I am completely in love with self-directed contests. Also known as passive programming (which always leads my superiors to think that there is NO thought or work involved at all, which is not true), these self-directed contests get teens involved because they are:
- drawn into the library by the contest itself
- ask the staff questions about the contest and about the items in the contest
- use math and logic skills to figure out the answer
- promote the contest to their friends
Even better, while they do take imagination and ground work, like all self-directed programming once they’re put together and set-up they take little or no staff watching, aside from the interaction with teens! My contests run on average for 2 weeks (some less) and generate on average between 25 and 40 entries.

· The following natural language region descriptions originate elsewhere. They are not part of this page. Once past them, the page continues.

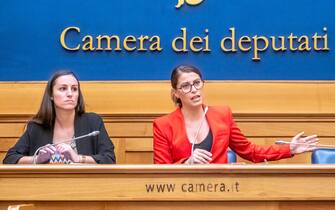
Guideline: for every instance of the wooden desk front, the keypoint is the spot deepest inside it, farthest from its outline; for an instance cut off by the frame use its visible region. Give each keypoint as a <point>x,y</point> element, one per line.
<point>169,186</point>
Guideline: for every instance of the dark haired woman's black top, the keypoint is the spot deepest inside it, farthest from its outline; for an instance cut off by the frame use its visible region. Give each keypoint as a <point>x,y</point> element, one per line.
<point>100,147</point>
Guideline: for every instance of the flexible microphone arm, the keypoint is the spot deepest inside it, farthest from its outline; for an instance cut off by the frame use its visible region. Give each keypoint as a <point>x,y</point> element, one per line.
<point>318,145</point>
<point>197,133</point>
<point>94,133</point>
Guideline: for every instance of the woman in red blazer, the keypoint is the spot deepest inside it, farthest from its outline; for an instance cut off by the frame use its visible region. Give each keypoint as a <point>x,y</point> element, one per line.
<point>209,131</point>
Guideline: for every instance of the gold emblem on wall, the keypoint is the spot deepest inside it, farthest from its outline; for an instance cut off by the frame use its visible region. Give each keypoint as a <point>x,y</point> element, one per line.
<point>189,2</point>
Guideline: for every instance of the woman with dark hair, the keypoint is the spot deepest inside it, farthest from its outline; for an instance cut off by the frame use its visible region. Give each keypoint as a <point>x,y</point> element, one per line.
<point>61,117</point>
<point>196,133</point>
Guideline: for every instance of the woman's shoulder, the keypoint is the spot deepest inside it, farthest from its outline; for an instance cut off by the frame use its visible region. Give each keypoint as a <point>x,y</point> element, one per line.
<point>91,116</point>
<point>168,118</point>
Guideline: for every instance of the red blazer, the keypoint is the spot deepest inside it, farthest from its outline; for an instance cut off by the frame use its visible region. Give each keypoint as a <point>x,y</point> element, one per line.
<point>171,144</point>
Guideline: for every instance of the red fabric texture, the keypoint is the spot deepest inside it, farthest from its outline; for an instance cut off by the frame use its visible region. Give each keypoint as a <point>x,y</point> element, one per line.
<point>171,144</point>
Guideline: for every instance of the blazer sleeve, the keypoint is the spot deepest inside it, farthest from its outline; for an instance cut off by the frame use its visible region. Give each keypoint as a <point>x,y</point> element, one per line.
<point>105,147</point>
<point>20,149</point>
<point>162,145</point>
<point>252,152</point>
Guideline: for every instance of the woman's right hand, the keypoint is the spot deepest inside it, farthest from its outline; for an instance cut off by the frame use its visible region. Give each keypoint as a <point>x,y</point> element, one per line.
<point>200,156</point>
<point>45,154</point>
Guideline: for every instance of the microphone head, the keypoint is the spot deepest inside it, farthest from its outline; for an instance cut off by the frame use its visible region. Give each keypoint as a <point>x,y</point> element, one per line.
<point>95,133</point>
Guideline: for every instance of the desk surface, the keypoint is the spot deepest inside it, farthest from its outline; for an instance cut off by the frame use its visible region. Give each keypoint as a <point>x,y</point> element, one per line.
<point>167,182</point>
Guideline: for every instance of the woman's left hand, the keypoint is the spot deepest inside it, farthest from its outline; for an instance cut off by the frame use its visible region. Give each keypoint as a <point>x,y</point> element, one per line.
<point>300,144</point>
<point>68,152</point>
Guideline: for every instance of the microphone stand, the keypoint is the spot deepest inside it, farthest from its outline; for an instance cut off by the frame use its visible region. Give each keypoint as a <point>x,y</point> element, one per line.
<point>94,133</point>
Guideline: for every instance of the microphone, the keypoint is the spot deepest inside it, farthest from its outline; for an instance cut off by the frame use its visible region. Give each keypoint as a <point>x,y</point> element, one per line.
<point>318,146</point>
<point>94,133</point>
<point>197,133</point>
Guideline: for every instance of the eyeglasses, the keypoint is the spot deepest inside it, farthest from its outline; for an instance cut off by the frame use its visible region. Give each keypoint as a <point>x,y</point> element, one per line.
<point>187,87</point>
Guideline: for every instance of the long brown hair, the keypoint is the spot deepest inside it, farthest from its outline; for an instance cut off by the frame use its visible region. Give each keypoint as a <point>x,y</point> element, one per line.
<point>46,114</point>
<point>176,72</point>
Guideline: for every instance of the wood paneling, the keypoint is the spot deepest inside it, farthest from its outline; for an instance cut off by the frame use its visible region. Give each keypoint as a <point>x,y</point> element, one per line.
<point>264,111</point>
<point>254,187</point>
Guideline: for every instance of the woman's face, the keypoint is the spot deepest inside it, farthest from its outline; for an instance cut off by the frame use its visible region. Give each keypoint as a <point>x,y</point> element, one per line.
<point>65,92</point>
<point>189,89</point>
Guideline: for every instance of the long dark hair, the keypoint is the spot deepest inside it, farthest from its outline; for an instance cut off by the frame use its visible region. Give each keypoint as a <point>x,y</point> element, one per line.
<point>46,114</point>
<point>176,72</point>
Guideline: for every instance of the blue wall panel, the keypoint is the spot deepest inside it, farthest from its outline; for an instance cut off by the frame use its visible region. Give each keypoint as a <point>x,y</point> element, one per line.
<point>30,30</point>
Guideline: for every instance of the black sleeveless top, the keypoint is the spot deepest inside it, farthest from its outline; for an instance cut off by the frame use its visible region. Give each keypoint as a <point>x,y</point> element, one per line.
<point>206,144</point>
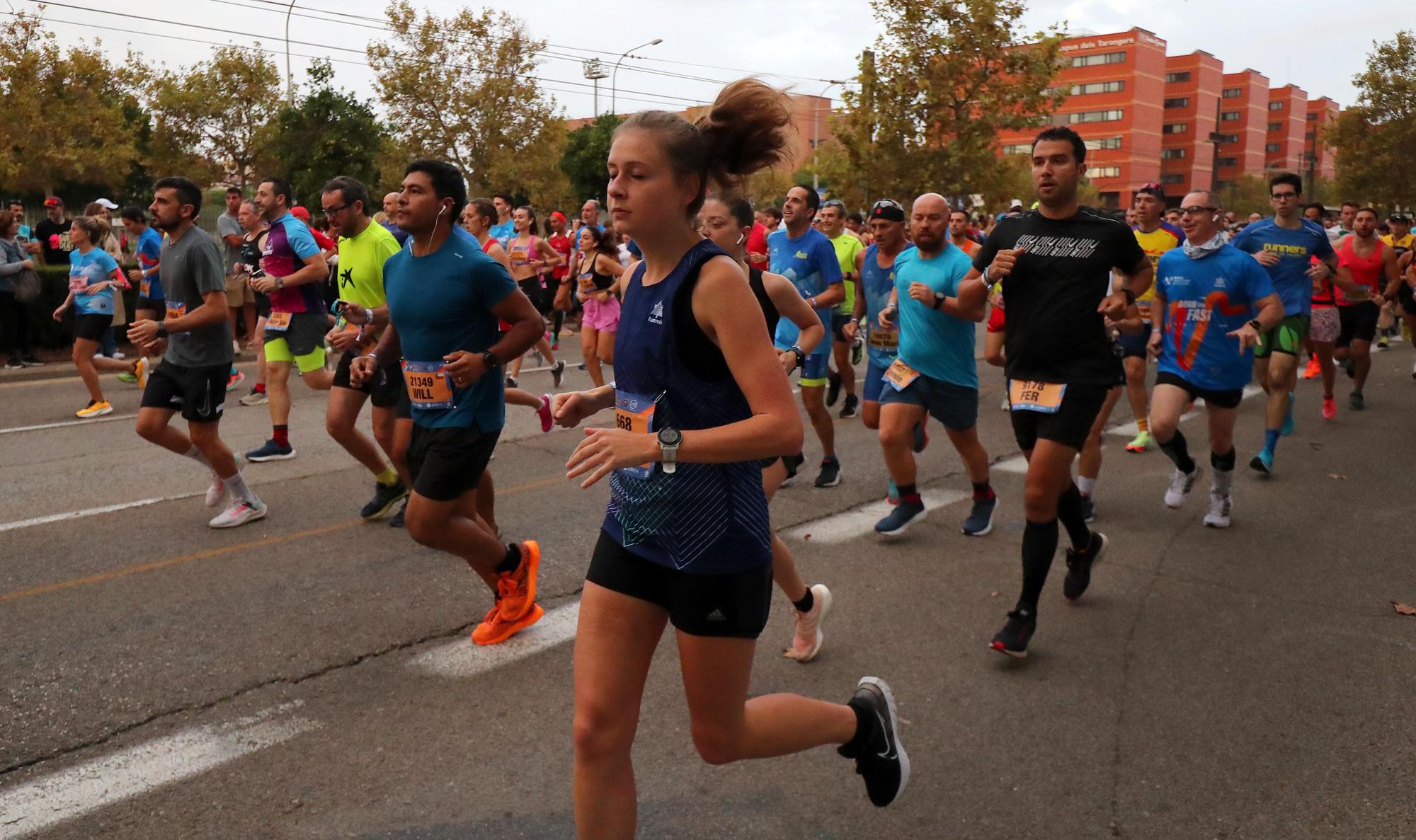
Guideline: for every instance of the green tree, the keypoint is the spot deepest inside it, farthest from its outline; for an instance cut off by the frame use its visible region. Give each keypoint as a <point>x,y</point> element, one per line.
<point>216,120</point>
<point>944,79</point>
<point>1376,136</point>
<point>587,149</point>
<point>326,133</point>
<point>66,116</point>
<point>464,89</point>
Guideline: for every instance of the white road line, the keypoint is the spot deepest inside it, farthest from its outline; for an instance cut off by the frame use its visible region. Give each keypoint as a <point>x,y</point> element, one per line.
<point>1131,429</point>
<point>462,658</point>
<point>862,519</point>
<point>139,770</point>
<point>64,423</point>
<point>90,512</point>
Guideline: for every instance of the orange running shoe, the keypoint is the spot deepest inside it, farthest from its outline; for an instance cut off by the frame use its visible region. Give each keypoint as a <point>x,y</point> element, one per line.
<point>496,627</point>
<point>516,590</point>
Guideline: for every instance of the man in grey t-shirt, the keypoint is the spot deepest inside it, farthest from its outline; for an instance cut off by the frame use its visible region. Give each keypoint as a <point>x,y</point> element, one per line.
<point>192,376</point>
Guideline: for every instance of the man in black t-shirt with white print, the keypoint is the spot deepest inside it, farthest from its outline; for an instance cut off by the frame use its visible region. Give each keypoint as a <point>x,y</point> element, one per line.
<point>1056,265</point>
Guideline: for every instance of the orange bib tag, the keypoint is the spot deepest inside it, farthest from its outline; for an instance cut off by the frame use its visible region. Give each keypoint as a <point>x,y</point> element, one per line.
<point>1036,396</point>
<point>635,413</point>
<point>901,375</point>
<point>428,385</point>
<point>886,340</point>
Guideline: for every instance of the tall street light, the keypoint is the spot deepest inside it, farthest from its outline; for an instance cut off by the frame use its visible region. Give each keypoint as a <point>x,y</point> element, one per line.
<point>615,75</point>
<point>290,86</point>
<point>816,132</point>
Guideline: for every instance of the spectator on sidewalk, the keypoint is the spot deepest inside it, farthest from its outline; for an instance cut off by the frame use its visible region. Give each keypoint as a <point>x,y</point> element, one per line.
<point>15,317</point>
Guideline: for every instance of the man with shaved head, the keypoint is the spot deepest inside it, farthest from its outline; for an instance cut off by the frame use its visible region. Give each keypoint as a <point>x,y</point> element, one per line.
<point>1211,306</point>
<point>935,309</point>
<point>390,208</point>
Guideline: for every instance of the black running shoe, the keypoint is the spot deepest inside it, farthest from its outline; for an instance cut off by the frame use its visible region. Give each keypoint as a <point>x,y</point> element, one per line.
<point>384,500</point>
<point>1080,568</point>
<point>1015,637</point>
<point>881,760</point>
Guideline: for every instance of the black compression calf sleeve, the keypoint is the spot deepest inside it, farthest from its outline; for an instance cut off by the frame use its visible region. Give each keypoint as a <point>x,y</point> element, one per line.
<point>1040,543</point>
<point>1179,453</point>
<point>1073,514</point>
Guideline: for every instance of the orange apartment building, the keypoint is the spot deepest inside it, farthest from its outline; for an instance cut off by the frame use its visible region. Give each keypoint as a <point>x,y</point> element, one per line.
<point>1180,119</point>
<point>1323,161</point>
<point>1288,122</point>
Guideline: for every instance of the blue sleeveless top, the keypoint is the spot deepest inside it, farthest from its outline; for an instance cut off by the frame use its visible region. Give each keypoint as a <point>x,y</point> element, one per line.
<point>703,518</point>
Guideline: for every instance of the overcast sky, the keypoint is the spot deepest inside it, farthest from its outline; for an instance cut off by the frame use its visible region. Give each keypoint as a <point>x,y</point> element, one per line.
<point>799,44</point>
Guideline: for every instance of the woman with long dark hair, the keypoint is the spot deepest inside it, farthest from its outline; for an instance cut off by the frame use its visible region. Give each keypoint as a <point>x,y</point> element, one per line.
<point>700,399</point>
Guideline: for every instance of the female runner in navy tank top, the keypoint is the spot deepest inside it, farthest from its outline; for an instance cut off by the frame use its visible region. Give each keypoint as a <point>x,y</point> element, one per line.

Costs involved with self-directed contests are minimal. Really all you need is a clear plastic container with a lid (I’ve used the leftover plastic jar from animal crackers), items to place in the container, and the capacity to print flyers and entry forms. If you want to make it more complex, you can invest in display jars and frames, as well as baskets for entry forms and holders for the display sign.
For a little imagination, some legwork in putting things together, and a bunch of interaction answering questions from curious teens, I can get at least two programs a month that average between 50 and 80 people. ON AVERAGE.
For Teen Tech Week contests, I’ve used a variety of materials in my containers and used the contests in a multitude of different ways.
- ADVERTISE OUR LEGO® NIGHT: Purchased LEGO® candies from a candy shop at the local mall to fill a jar, and participants had to guess the amount of LEGO® “bricks” in the jar. Winner got to keep the candy.
- ANNOUNCE THE PURCHASE OF LEGO® POP-UP MAKERSPACE: Filled a display frame with purchased LEGOs® and LEGO® characters, and had participants guess HOW MANY Lego people were “buried” within the LEGOs®. Winner got to name the first challenge.
- SHOWCASE OUR COMPUTER GAMING NIGHT: Filled a display frame with broken keyboard keys that I got from our IT department, and had participants make words from the letters within. The winner was the one who had the most words, and got to choose the first LAN game we played that night.
And there are a host of other ideas floating out there! What ideas could you do with a contest of your own?